Tragedia di Pinarella, Arezzo scossa dalla scomparsa di Giovanna. "In Romagna per prendere un cane"

La notizia della morte di Giovanna Santorelli, 28enne, e delle delicate condizioni dell'amica (che non è in pericolo di vita), ha fatto in poche ore il giro della città. Una vicenda straziante, che ha suscitato grande commozione

E' una Pasqua tragica per Arezzo. La notizia della morte di Giovanna Santorelli, 28enne, e delle delicate condizioni dell'amica (che non è in pericolo di vita), ha fatto in poche ore il giro della città. Una vicenda straziante, che ha suscitato grande commozione. Giovanna e il fidanzato, R.F. le iniziali, avevano accompagnato l'amica in Romagna per prendere un cane. L'animale era a bordo del Suzuki Jimny della 53enne quando è avvenuta la tragedia: una Touran li ha letteralmente travolti. La vettura era guidata da un 25enne che è risultato positivo all'alcoltest. Aveva un tasso alcolico superiore a due grammi per litro: quanto basta per far scattare le manette con l'accusa di omicidio stradale. 

Incidente

L'incidente è avvenuto alle 6 circa a Pinarella di Cervia.  La Suzuki Jimny stava percorrendo in via Tritone diretta verso il mare. All'incrocio con via Pinarella la monovolume condotta da un ragazzo della zona li ha travolti. Avrebbe dovuto fermarsi ad uno stop, invece pare non lo abbia fatto, scontrandosi a forte velocità sul lato passeggero della Suzuky. Giovanna Santorelli, che sedeva dietro,  è stata sbalzata fuori dall'abitacolo ed è morta sul colpo. Inuti il soccorsi dei sanitari del 118. L'amica è stata estratta dai vigili del fuoco di Cervia. Ha riportato lesioni interne ed è stata subito portata in rianimazione all'Ospedale Bufalini di Cesena: la prognosi è riservata ma non sarebbe in pericolo di vita. Il giovane che era con loro, un 29enne non avrebbe riportato importanti lesioni ma è stato comunque ricoverato all'ospedale cesenate. 

Illeso il giovane conducente della Touran. Stando ad alcune indiscrezioni, probabilmente era appena uscito da un locale e stava tornando a casa.

Terribile schianto a Pinarella

Il cane

Il cane che la 53enne aveva prelevato, un golden retriver, era sull'auto al momento dello scontro. Dopo lo schianto è scappato terrorizzato nelle vie di Cervia. Solo alcune ore dopo i vigili del fuoco di Cervia sono riusciti a trovarlo e a metterlo in salvo. 
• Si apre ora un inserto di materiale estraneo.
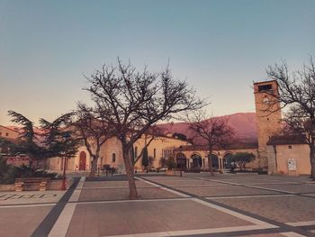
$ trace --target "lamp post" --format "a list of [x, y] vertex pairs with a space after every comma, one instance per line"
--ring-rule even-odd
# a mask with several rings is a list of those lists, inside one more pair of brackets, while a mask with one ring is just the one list
[[62, 175], [62, 182], [61, 182], [61, 190], [66, 190], [66, 160], [67, 160], [67, 152], [66, 152], [66, 150], [67, 150], [67, 142], [68, 142], [68, 140], [69, 139], [70, 137], [70, 134], [68, 132], [66, 132], [64, 135], [63, 135], [63, 138], [65, 139], [65, 150], [64, 150], [64, 162], [63, 162], [63, 175]]

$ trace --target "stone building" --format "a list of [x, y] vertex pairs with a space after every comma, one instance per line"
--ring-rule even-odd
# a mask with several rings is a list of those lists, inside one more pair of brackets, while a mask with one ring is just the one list
[[[142, 136], [141, 139], [135, 142], [133, 149], [134, 159], [139, 157], [145, 143], [148, 142], [148, 140], [150, 140], [150, 136], [147, 135], [147, 137]], [[148, 155], [153, 159], [152, 168], [161, 167], [161, 159], [165, 158], [169, 150], [188, 144], [190, 143], [187, 141], [173, 137], [155, 137], [148, 145]], [[62, 161], [62, 158], [51, 158], [49, 160], [48, 167], [50, 170], [62, 170], [64, 163]], [[67, 160], [66, 169], [72, 171], [89, 171], [91, 169], [91, 157], [86, 148], [82, 145], [79, 147], [76, 157]], [[135, 164], [135, 169], [142, 170], [143, 168], [141, 164], [142, 160], [140, 158]], [[100, 159], [97, 166], [100, 169], [103, 169], [105, 165], [114, 167], [118, 169], [118, 172], [124, 173], [122, 145], [121, 141], [116, 137], [107, 140], [101, 147]]]

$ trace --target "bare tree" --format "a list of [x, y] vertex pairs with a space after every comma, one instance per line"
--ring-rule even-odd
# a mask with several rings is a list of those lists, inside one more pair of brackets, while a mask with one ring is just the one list
[[130, 156], [133, 143], [158, 121], [201, 108], [203, 101], [187, 88], [186, 82], [173, 79], [168, 67], [161, 73], [150, 73], [147, 68], [140, 72], [118, 59], [116, 67], [104, 65], [87, 79], [90, 87], [86, 90], [92, 100], [99, 108], [111, 111], [104, 114], [104, 120], [113, 126], [122, 142], [130, 198], [137, 198]]
[[214, 147], [228, 145], [234, 136], [234, 130], [228, 124], [228, 119], [208, 117], [205, 111], [199, 110], [188, 116], [189, 129], [194, 139], [207, 145], [208, 165], [213, 176], [212, 154]]
[[279, 85], [279, 93], [270, 90], [268, 95], [274, 100], [269, 102], [267, 110], [274, 113], [274, 104], [281, 103], [283, 107], [289, 107], [284, 122], [294, 133], [302, 134], [304, 143], [310, 147], [311, 165], [310, 177], [315, 180], [315, 64], [310, 56], [308, 64], [300, 70], [289, 72], [287, 63], [269, 66], [266, 69], [269, 78]]
[[99, 110], [97, 106], [88, 107], [83, 103], [78, 103], [76, 121], [70, 124], [75, 130], [76, 137], [84, 141], [92, 157], [89, 177], [94, 177], [97, 171], [102, 145], [114, 135], [109, 123], [104, 121], [104, 113], [107, 113], [106, 110]]

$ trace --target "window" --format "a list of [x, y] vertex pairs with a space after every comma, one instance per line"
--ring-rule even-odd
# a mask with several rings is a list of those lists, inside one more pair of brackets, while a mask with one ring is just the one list
[[112, 153], [112, 162], [116, 162], [116, 154]]
[[271, 90], [273, 88], [271, 84], [258, 86], [258, 91]]

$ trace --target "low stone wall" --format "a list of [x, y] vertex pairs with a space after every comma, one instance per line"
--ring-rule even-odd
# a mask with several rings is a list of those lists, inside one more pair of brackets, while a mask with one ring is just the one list
[[[60, 190], [61, 183], [62, 183], [61, 179], [50, 180], [47, 186], [47, 190]], [[72, 183], [73, 183], [72, 179], [67, 179], [66, 188], [68, 189], [71, 187]], [[25, 188], [24, 191], [38, 191], [39, 189], [40, 189], [39, 185], [33, 184], [33, 185], [28, 185], [27, 188]], [[0, 185], [0, 192], [5, 192], [5, 191], [15, 191], [14, 184]]]
[[[61, 179], [50, 180], [47, 190], [60, 190], [61, 183], [62, 183]], [[72, 183], [73, 183], [72, 179], [67, 179], [66, 180], [66, 188], [68, 189], [70, 187], [70, 186], [72, 185]]]
[[[184, 171], [182, 171], [184, 173]], [[166, 171], [166, 176], [181, 176], [181, 171], [180, 170], [176, 170], [176, 169], [167, 169]]]
[[0, 192], [3, 192], [3, 191], [15, 191], [14, 184], [0, 185]]

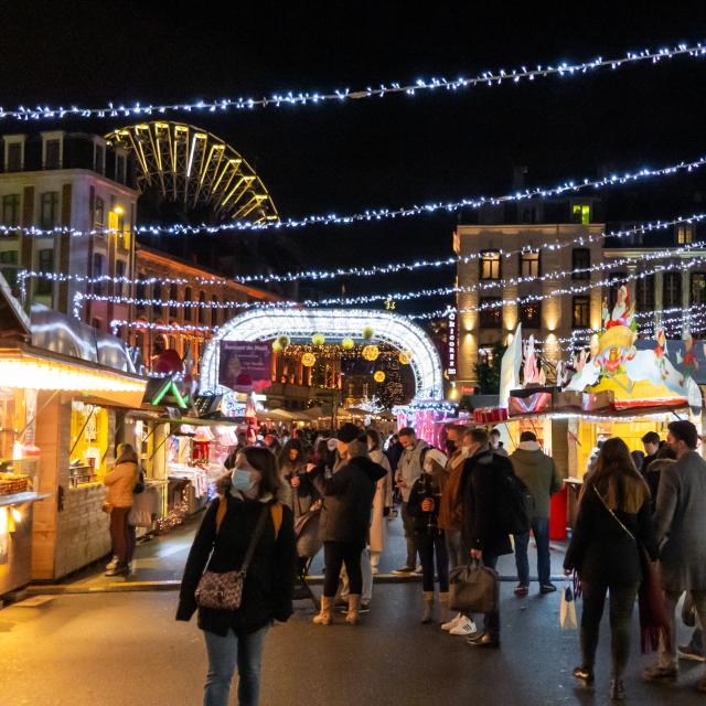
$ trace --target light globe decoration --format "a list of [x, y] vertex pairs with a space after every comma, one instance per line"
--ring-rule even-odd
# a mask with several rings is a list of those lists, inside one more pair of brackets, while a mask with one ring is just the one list
[[376, 345], [366, 345], [362, 352], [363, 357], [371, 363], [379, 356], [379, 349]]
[[137, 188], [184, 211], [207, 210], [214, 221], [264, 225], [279, 221], [265, 184], [233, 147], [207, 130], [153, 120], [106, 135], [135, 154]]
[[222, 341], [271, 341], [286, 333], [308, 339], [322, 333], [330, 340], [360, 338], [364, 327], [375, 327], [376, 341], [398, 351], [414, 351], [414, 405], [443, 404], [443, 375], [439, 353], [429, 335], [406, 317], [370, 309], [255, 309], [223, 324], [208, 342], [201, 363], [200, 391], [227, 393], [218, 385]]

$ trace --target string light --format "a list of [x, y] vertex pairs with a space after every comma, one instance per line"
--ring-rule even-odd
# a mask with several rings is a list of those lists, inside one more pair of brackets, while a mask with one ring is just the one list
[[159, 116], [167, 113], [227, 113], [267, 107], [318, 106], [323, 103], [331, 101], [345, 104], [352, 100], [361, 100], [365, 98], [383, 98], [391, 94], [414, 96], [419, 92], [458, 92], [473, 88], [475, 86], [500, 86], [503, 83], [517, 84], [523, 81], [533, 82], [537, 78], [547, 78], [555, 75], [561, 77], [576, 76], [602, 68], [610, 68], [614, 71], [634, 63], [655, 65], [664, 58], [673, 58], [675, 56], [699, 58], [705, 53], [706, 49], [700, 42], [693, 44], [681, 43], [672, 47], [661, 47], [656, 50], [644, 49], [639, 52], [628, 52], [623, 56], [616, 58], [603, 58], [602, 56], [598, 56], [593, 60], [579, 63], [560, 62], [558, 64], [549, 64], [547, 66], [537, 65], [534, 68], [527, 68], [527, 66], [523, 65], [511, 69], [499, 68], [494, 71], [484, 71], [469, 78], [463, 76], [459, 76], [453, 79], [447, 79], [445, 77], [431, 77], [427, 79], [418, 78], [414, 83], [402, 84], [400, 82], [392, 82], [389, 84], [381, 84], [376, 87], [367, 86], [356, 90], [351, 90], [350, 88], [334, 89], [330, 93], [302, 93], [289, 90], [286, 93], [272, 94], [268, 98], [220, 98], [214, 100], [196, 100], [193, 103], [171, 103], [161, 105], [145, 105], [142, 103], [126, 105], [110, 100], [105, 107], [99, 108], [88, 108], [76, 105], [72, 105], [69, 107], [40, 105], [34, 108], [19, 106], [14, 110], [4, 110], [0, 107], [0, 118], [22, 121], [56, 120], [72, 117], [107, 119], [114, 117]]
[[[622, 175], [611, 174], [602, 179], [582, 179], [581, 181], [567, 181], [556, 186], [536, 189], [525, 189], [512, 194], [502, 196], [474, 196], [462, 199], [460, 201], [434, 202], [424, 205], [414, 205], [400, 208], [367, 208], [360, 213], [339, 216], [335, 213], [325, 215], [308, 215], [302, 218], [289, 218], [287, 221], [270, 221], [267, 223], [250, 223], [246, 221], [235, 221], [231, 223], [222, 223], [218, 225], [206, 225], [202, 223], [197, 226], [172, 224], [172, 225], [145, 225], [135, 228], [138, 235], [214, 235], [223, 232], [249, 232], [249, 231], [270, 231], [270, 229], [291, 229], [303, 228], [311, 225], [352, 225], [361, 222], [386, 221], [389, 218], [403, 218], [411, 216], [428, 215], [438, 211], [453, 213], [461, 208], [478, 210], [482, 206], [496, 206], [503, 203], [527, 201], [530, 199], [550, 199], [565, 193], [576, 193], [587, 189], [599, 190], [606, 186], [620, 186], [627, 183], [640, 182], [645, 179], [654, 179], [660, 176], [668, 176], [682, 171], [693, 172], [706, 164], [706, 157], [699, 157], [691, 162], [678, 162], [659, 169], [648, 169], [646, 167], [635, 172], [625, 172]], [[15, 236], [18, 233], [34, 237], [52, 237], [52, 236], [85, 236], [85, 235], [105, 235], [116, 233], [108, 228], [107, 231], [82, 231], [79, 228], [68, 228], [60, 226], [51, 229], [41, 229], [23, 226], [0, 226], [0, 235]], [[122, 232], [119, 232], [122, 234]]]

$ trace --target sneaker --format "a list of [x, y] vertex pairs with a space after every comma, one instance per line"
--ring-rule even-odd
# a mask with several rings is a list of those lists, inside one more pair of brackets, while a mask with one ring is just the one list
[[446, 632], [449, 632], [449, 630], [453, 630], [453, 628], [460, 624], [464, 618], [466, 616], [459, 613], [458, 616], [456, 616], [456, 618], [452, 618], [451, 620], [449, 620], [449, 622], [442, 623], [441, 630], [445, 630]]
[[478, 632], [475, 628], [475, 623], [470, 619], [463, 616], [463, 620], [461, 620], [456, 628], [449, 630], [450, 635], [457, 635], [460, 638], [469, 638], [470, 635]]
[[403, 566], [399, 569], [393, 571], [393, 576], [411, 576], [415, 573], [414, 566]]
[[670, 666], [653, 664], [642, 672], [642, 678], [648, 682], [676, 682], [678, 674], [680, 671], [676, 664], [671, 664]]
[[693, 648], [691, 644], [681, 644], [676, 653], [682, 660], [691, 660], [692, 662], [706, 662], [706, 656], [700, 650]]

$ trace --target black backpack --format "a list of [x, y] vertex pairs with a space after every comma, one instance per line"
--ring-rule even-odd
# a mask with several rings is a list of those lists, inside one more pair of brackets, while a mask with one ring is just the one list
[[[499, 458], [493, 454], [493, 462], [496, 463]], [[496, 463], [495, 478], [500, 528], [505, 534], [525, 534], [530, 532], [530, 518], [534, 511], [534, 498], [530, 489], [515, 475], [509, 461], [506, 464]]]

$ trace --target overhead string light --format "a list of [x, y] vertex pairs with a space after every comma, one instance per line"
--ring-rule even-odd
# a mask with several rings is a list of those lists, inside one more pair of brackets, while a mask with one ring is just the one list
[[[706, 164], [706, 157], [699, 157], [692, 161], [681, 161], [676, 164], [670, 164], [667, 167], [660, 167], [659, 169], [642, 168], [634, 172], [624, 172], [623, 174], [610, 174], [602, 179], [582, 179], [581, 181], [567, 181], [556, 186], [544, 188], [537, 186], [536, 189], [525, 189], [516, 191], [511, 194], [502, 196], [474, 196], [469, 199], [462, 199], [460, 201], [449, 202], [434, 202], [424, 205], [414, 205], [400, 208], [367, 208], [360, 213], [339, 216], [334, 213], [324, 215], [309, 215], [302, 218], [289, 218], [287, 221], [269, 221], [267, 223], [249, 223], [245, 221], [235, 221], [232, 223], [221, 223], [218, 225], [207, 225], [202, 223], [197, 226], [184, 225], [181, 223], [172, 225], [143, 225], [137, 226], [135, 232], [138, 235], [197, 235], [208, 234], [215, 235], [223, 232], [264, 232], [264, 231], [280, 231], [303, 228], [311, 225], [352, 225], [354, 223], [372, 222], [372, 221], [386, 221], [391, 218], [403, 218], [411, 216], [428, 215], [438, 211], [447, 211], [452, 213], [460, 211], [461, 208], [478, 210], [482, 206], [496, 206], [509, 202], [526, 201], [528, 199], [550, 199], [565, 193], [576, 193], [587, 189], [605, 189], [607, 186], [619, 186], [628, 183], [641, 182], [646, 179], [654, 179], [660, 176], [668, 176], [677, 174], [680, 172], [693, 172]], [[122, 237], [125, 233], [122, 231], [116, 231], [111, 228], [106, 229], [89, 229], [83, 231], [81, 228], [69, 228], [66, 226], [58, 226], [51, 229], [42, 229], [35, 227], [25, 226], [0, 226], [0, 235], [17, 236], [23, 234], [32, 237], [56, 237], [56, 236], [90, 236], [90, 235], [110, 235], [116, 234], [118, 237]]]
[[496, 68], [484, 71], [471, 77], [459, 76], [458, 78], [431, 77], [418, 78], [413, 83], [391, 82], [377, 86], [367, 86], [360, 89], [338, 88], [328, 93], [315, 90], [297, 92], [288, 90], [276, 93], [269, 97], [238, 97], [218, 98], [212, 100], [195, 100], [193, 103], [168, 103], [168, 104], [126, 104], [109, 100], [104, 107], [83, 107], [77, 105], [49, 106], [38, 105], [33, 108], [19, 106], [15, 109], [6, 110], [0, 107], [0, 119], [15, 120], [56, 120], [64, 118], [125, 118], [143, 116], [162, 116], [168, 113], [227, 113], [237, 110], [254, 110], [267, 107], [287, 106], [312, 106], [323, 103], [350, 103], [365, 98], [383, 98], [387, 95], [405, 94], [415, 96], [421, 92], [458, 92], [477, 86], [500, 86], [503, 83], [517, 84], [523, 81], [533, 82], [537, 78], [548, 78], [549, 76], [577, 76], [599, 69], [617, 69], [629, 64], [652, 64], [655, 65], [665, 58], [684, 56], [700, 58], [706, 53], [706, 47], [700, 42], [681, 43], [671, 47], [643, 49], [637, 52], [627, 52], [622, 56], [614, 58], [603, 58], [598, 56], [590, 61], [569, 63], [559, 62], [546, 66], [537, 65], [528, 68], [525, 65], [504, 69]]

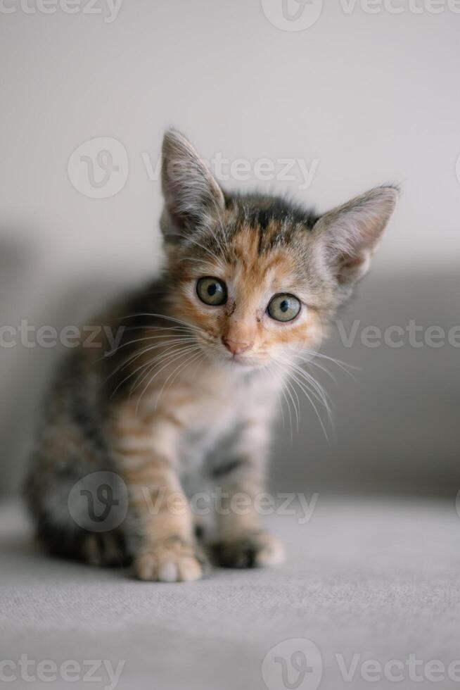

Il viaggio di dolore del babbo e dello zio

Nel pomeriggio di ieri il padre di Giovanna e lo zio hanno raggiunto Ravenna: avrebbero voluto vederla, ma non è stato possibile. Hanno parlato con i carabinieri che hanno spiegato loro la dinamica. "Per i funerali - spiega lo zio - ci vorrà ancora qualche giorno. La Procura di Ravenna ha intenzione di disporre un accertamento cadaverico, per fare ulteriore chiarezza sulla vicenda. Poi potremo finalmente riportarla a casa e salutarla".

Chi era Giovanna

Giovanna era originaria di Nola, ma da bambina era arrivata ad Arezzo - dove lo zio si era trasferito e dove lavorava - insieme alla famiglia. La giovane aveva due fratelli. Da un po' di tempo si era trasferita a vivere a casa del fidanzato, in zona stadio. Sorridente, gentile, stava cercando un lavoro. Quella gita al mare, per aiutare l'amica nell'adozione del cane, doveeva essere un momento di svago, una gita approfittando del bel tempo e dei giorni di festa. Ma è diventata una tragedia.